22/12/2025 chroniquepalestine.com  7min #299725

Gaza : voyage au bout de l'horreur


Zaher Nasser Shamia, âgé de 16 ans, du camp de Jabalia au nord de la bande de Gaza - Photo : réseaux sociaux

Par  EuroMed Monitor

Le bulldozer israélien écrasant un enfant blessé illustre le terrible schéma meurtrier appliqué à Gaza.

Un bulldozer militaire israélien a délibérément écrasé un enfant palestinien blessé, le coupant en deux alors qu'il était encore en vie, après lui avoir tiré dessus et avoir empêché les services de secours de lui porter assistance.

Ce meurtre délibéré reflète une extrême brutalité et s'inscrit dans le cadre de la politique israélienne consistant à cibler les civils palestiniens en tant que groupe national dans la bande de Gaza, dans le cadre d'un génocide plus large qui dure depuis deux ans.

L'équipe de terrain d'Euro-Med Human Rights Monitor a documenté les blessures infligées par les forces israéliennes à Zaher Nasser Shamia, âgé de 16 ans, du camp de  Jabalia, dans le nord de la bande de Gaza, dans l'après-midi du mercredi 10 décembre 2025.

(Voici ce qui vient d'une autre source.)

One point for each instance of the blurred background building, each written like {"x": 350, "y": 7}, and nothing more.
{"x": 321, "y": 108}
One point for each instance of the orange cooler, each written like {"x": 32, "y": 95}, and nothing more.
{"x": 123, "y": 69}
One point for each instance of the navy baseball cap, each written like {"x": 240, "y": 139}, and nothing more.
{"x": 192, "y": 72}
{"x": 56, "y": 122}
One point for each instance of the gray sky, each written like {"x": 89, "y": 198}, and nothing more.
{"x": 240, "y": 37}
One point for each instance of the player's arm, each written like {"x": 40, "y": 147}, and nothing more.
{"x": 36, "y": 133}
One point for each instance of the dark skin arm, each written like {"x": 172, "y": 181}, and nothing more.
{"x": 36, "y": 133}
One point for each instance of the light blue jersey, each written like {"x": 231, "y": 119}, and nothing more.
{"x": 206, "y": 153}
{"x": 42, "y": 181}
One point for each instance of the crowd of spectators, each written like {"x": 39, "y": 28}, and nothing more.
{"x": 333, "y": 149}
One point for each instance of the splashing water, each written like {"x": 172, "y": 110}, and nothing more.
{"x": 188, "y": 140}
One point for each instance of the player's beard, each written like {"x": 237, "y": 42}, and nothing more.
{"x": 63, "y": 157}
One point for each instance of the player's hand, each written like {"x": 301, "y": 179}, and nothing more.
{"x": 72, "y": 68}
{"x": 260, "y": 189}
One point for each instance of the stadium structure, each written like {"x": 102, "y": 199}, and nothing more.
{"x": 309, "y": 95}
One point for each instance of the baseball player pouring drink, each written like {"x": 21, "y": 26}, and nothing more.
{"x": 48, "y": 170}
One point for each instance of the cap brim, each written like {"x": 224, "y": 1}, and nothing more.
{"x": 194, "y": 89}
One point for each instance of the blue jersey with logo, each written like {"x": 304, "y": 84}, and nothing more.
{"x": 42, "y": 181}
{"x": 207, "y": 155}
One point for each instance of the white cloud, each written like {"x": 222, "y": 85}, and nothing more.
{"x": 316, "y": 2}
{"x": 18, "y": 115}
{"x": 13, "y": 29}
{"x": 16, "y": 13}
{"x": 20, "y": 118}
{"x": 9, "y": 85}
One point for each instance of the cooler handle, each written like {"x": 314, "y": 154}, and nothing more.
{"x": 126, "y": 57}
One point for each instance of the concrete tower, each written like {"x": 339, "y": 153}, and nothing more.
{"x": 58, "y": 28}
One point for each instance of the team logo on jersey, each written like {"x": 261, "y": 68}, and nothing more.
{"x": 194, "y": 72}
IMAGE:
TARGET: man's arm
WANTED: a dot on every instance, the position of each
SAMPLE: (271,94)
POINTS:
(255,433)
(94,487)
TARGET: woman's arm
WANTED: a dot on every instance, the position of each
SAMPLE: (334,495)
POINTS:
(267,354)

L'enfant blessé gisait dans son sang, sans que personne ne puisse l'atteindre en raison des tirs continus. Quelques minutes plus tard, un bulldozer militaire s'est avancé vers lui et l'a délibérément écrasé alors qu'il était encore vivant sur le sol, coupant son corps en deux et le déchirant en morceaux.

Dans son témoignage à Euro-Med Monitor, l'oncle de l'enfant a déclaré que Shamia se trouvait près du Jabalia Services Club, à environ 50 mètres de la ligne jaune, lorsque des véhicules de l'armée israélienne sont arrivés vers 9 heures du matin près des cubes de béton jaunes, tirant un feu nourri.

Shamia est resté dans le camp jusqu'à ce qu'un ami lui dise que l'armée s'était retirée de la ligne jaune. Il s'est alors dirigé avec un groupe d'amis vers les cubes de béton.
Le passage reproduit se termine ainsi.